Would a larger army make us safer?

Many of the Democratic candidates for president are arguing for increases in the size of the standing army. Barack Obama has a specific figure - 92,000 troops - and Mitt Romney and other Republicans are advocating for "at least 100,000." But what will a larger army buy us in an age of terrorism?
This bipartisan consensus -- which even includes Bush, who recently unveiled his own five-year plan to enlarge the Army and Marine Corps -- illustrates the inability or refusal of the political class to grasp the true nature of our post-9/11 foreign-policy crisis. Any politician who thinks that the chief lesson to be drawn from the last five years is that we need more Americans toting rifles and carrying rucksacks has learned nothing...

[The] second consensus consists of two elements. According to the first element, the only way to win the so-called global war on terrorism, thereby precluding another 9/11, is to "fix" whatever ails the Islamic world. According to the second element, the United States possesses the wherewithal to effect just such a transformation. In essence, by employing American power, beginning with military power, to ameliorate the ills afflicting Islam, we will ensure our own safety.
As the author says, "this is sheer twaddle."

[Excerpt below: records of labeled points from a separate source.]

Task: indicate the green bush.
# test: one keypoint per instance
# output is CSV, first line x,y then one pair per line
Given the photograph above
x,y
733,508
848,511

The failure to protect ourselves on 9/11 was an intelligence failure, not a military one. Investing in more troops with limited resources simply means a smaller focus on what items actually protect us.

Second, we have proven rather effectively that a military solution to the threat of terrorism (or Islamic extremism) is a failure.

To those arguments against the strategies in the war on terror, I'd add that we're less likely to have our volunteer men and women deployed to foreign wars by swashbuckling presidents if there are fewer of them to go around. A bigger standing army is no way to reign in an extralegal president.

1 comment:

rick said...

You write "Second, we have proven rather effectively that a military solution to the threat of terrorism (or Islamic extremism) is a failure."

It may be worth noting that, as is often said these days, had we not invaded Iraq we might have found greater success in Afghanistan.

In particular, if we accept this note then we might more precisely express the sentiment as "the chosen military 'solution' seems to be a failure" (assuming that we intended to fight terrorism in Iraq in the first place).